The Naked and the Dead

Maybe the People Would Be the Times by Lucy sante. portland, or: verse chorus press. 336 pages. $20.

The cover of Maybe the People Would Be the Times

IN 1998, Lucy Sante published The Factory of Facts, a memoir of her childhood in Belgium and the Sante family’s stuttering moves back and forth (and finally forth) to the States—ultimately, to Summit, New Jersey—when she was eight, in 1962. Toward the end of the memoir, she marks her story as a displacement, “as if I were writing about someone else.” Sante is talking, here, about the French of her youth contrasted with the English of America, and how “languages are not equivalent one to another.” Something else is in play, though. The eight-year-old boy that Sante speaks for would need to translate her English words, written much later in America, “and that would mean engaging an electrical circuit in his brain, bypassing his heart.”

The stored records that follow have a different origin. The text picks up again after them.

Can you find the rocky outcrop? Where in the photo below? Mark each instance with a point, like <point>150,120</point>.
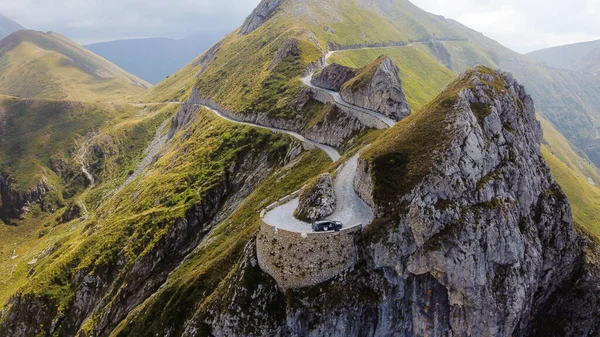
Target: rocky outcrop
<point>13,203</point>
<point>259,16</point>
<point>481,244</point>
<point>72,212</point>
<point>109,294</point>
<point>335,127</point>
<point>333,77</point>
<point>378,87</point>
<point>317,199</point>
<point>441,53</point>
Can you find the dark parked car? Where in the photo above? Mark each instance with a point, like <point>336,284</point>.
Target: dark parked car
<point>327,225</point>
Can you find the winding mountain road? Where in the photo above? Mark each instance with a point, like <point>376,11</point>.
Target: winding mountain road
<point>307,80</point>
<point>351,210</point>
<point>330,151</point>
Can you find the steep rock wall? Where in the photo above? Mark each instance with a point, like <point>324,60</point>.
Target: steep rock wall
<point>481,245</point>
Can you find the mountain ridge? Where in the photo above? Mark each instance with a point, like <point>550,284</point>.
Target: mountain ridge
<point>50,66</point>
<point>472,234</point>
<point>8,26</point>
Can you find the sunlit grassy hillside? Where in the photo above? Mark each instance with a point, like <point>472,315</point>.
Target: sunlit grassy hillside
<point>579,179</point>
<point>50,66</point>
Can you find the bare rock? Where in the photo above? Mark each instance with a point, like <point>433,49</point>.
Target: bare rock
<point>259,16</point>
<point>333,77</point>
<point>378,87</point>
<point>72,212</point>
<point>317,200</point>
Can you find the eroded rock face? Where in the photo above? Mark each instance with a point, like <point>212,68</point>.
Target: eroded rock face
<point>333,77</point>
<point>317,200</point>
<point>483,245</point>
<point>72,212</point>
<point>378,88</point>
<point>13,203</point>
<point>259,16</point>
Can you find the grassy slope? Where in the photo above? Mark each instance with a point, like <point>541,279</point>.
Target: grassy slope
<point>579,179</point>
<point>164,196</point>
<point>423,77</point>
<point>129,131</point>
<point>49,66</point>
<point>571,56</point>
<point>239,77</point>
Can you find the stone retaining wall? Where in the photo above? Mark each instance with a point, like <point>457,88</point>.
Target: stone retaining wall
<point>297,260</point>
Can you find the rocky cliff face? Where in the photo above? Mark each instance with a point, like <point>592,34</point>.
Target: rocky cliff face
<point>109,294</point>
<point>12,202</point>
<point>333,77</point>
<point>481,244</point>
<point>261,14</point>
<point>317,199</point>
<point>378,87</point>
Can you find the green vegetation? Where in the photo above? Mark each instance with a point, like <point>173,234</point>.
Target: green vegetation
<point>398,159</point>
<point>56,132</point>
<point>50,66</point>
<point>423,77</point>
<point>365,75</point>
<point>193,168</point>
<point>579,179</point>
<point>202,275</point>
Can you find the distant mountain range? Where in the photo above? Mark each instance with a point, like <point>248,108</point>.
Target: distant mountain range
<point>583,56</point>
<point>153,59</point>
<point>8,26</point>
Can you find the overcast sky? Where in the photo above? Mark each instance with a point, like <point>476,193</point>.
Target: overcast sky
<point>523,25</point>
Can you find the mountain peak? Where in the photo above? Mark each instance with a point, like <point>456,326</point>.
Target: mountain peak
<point>262,13</point>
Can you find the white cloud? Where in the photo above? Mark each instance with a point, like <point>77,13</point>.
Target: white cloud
<point>524,25</point>
<point>97,20</point>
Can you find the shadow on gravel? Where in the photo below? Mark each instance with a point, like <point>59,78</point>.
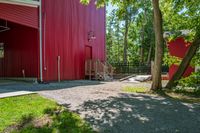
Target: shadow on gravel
<point>138,113</point>
<point>23,86</point>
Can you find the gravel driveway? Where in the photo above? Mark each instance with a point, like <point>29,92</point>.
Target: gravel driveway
<point>109,110</point>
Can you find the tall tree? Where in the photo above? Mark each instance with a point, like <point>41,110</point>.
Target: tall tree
<point>183,15</point>
<point>157,84</point>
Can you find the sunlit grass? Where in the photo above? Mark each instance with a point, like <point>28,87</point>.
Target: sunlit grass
<point>17,115</point>
<point>135,89</point>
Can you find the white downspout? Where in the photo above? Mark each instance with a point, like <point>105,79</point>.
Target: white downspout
<point>41,40</point>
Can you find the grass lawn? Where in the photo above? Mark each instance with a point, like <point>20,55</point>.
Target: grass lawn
<point>35,114</point>
<point>135,89</point>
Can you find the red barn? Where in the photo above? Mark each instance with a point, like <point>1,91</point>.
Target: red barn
<point>49,39</point>
<point>179,48</point>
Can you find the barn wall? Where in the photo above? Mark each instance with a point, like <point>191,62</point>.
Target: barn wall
<point>66,27</point>
<point>24,15</point>
<point>21,51</point>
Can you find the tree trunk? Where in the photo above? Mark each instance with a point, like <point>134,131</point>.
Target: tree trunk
<point>185,63</point>
<point>142,46</point>
<point>157,84</point>
<point>126,40</point>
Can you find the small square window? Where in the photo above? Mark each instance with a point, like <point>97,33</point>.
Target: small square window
<point>1,50</point>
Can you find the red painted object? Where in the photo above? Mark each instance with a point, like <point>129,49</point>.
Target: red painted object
<point>21,52</point>
<point>174,68</point>
<point>28,16</point>
<point>179,48</point>
<point>67,26</point>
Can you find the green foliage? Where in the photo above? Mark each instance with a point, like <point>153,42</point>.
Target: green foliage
<point>170,60</point>
<point>13,109</point>
<point>20,112</point>
<point>135,89</point>
<point>191,81</point>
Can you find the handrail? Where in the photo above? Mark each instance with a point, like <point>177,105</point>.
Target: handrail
<point>98,69</point>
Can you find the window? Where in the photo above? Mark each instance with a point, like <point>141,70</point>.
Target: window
<point>1,50</point>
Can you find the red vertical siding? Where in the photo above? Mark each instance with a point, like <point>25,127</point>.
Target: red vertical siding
<point>179,48</point>
<point>66,27</point>
<point>20,14</point>
<point>21,51</point>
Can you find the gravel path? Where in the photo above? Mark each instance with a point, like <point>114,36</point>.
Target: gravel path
<point>109,110</point>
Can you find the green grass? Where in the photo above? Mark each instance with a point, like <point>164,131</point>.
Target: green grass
<point>21,112</point>
<point>135,89</point>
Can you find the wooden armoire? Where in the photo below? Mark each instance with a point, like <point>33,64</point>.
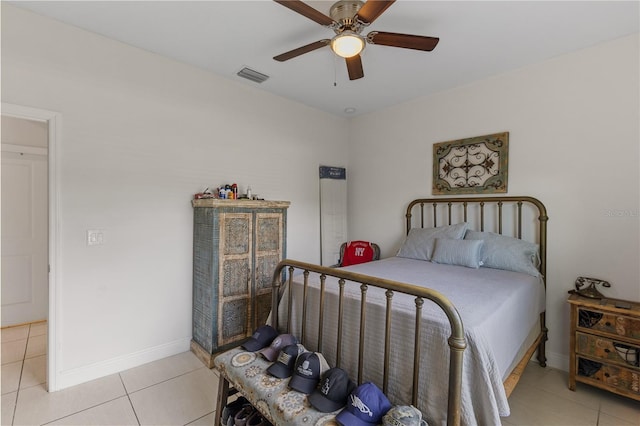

The heart could be the same in both languages, yes? But this is not the case. In French, the young Sante feels “naked,” and putting on English is a betrayal. Young Sante pledges that she “would never become one of them,” the Americans who “eat soft white bread” and drink Budweiser. Sante goes on to make a list of what the family lost in the move: friends, connections, habits, belongings. But there is another loss, “a gulf inside me, with a blanketed form on the other side that hadn’t been uncovered in decades.” Sante has reinvented herself and “become a sort of hydroponic vegetable, growing soil-free,” while feeling “self-loathing and rage.” This sounds like more than just an aversion to American football. “Maybe some of what I thought I had lost was merely hidden.”

This all unfolds when you return to Sante’s précis. She writes early in the book that people are “made, less by blood or genes than by a process that is largely accidental.” Each of us is “an archeological site,” and The Factory of Facts is Sante’s reconstruction of childhood. Because emigration exposed her “foundation” at eight years of age, “when the ground was soft, laying open expanses of strata,” the past has been made more available. Those Belgian layers are examined, with particulars distinct from things American. (Belgians do not yell at each other across the street.)

What stuck with me, though, is Sante’s idea that “what passes for roots is actually a matter of sediment, of accretion, of chance and juxtaposition.” She also mentions—in 1998—that “research on genetic inheritance” has often been “deformed” and “made to serve old and often destructive notions of destiny, ethnic or racial or social or economic.” At the end of The Factory of Facts, there is a hint of what Sante thinks her destiny might be, away from fixed notions and beyond all inheritance. “I suppose I am never completely present in any given moment, since different aspects of myself are contained in different rooms of language, and a complicated apparatus of air locks prevents the doors from being flung open all at once.”

Sante flung those doors open in “On Becoming Lucy Sante,” published in the February 2022 issue of Vanity Fair. Inspired, a year before, by the ability to switch gender in FaceApp, she returned to the foundations and decided to transition. Studying “every image of myself I possessed, beginning at about age twelve,” she sees “the panorama of my life as a girl.” That condition of being a made person, connected to but not limited to those layers of sediment, comes back, twenty-four years later: “My desire to live as a woman, I could now see, was a coherent phenomenon, consistently just under the surface of my nominal life for all those decades, despite my best efforts to pretend it wasn’t there.” Sante goes on to say she isn’t changing her voice (“my instrument”) or wearing a padded bra, though she has come to depend upon a wig. She is bored “with ‘the discourse’ that afflicts the trans community—its stifling rules of language, its micro-territoriality, its insipid bromides.” Sante’s womanhood will be made, an edition of one with no editor that may write over itself and reissue itself at will. Sante writes in Vanity Fair that “gender is a concatenation of physical, mental, emotional, and cultural factors we will never master, because no one does.”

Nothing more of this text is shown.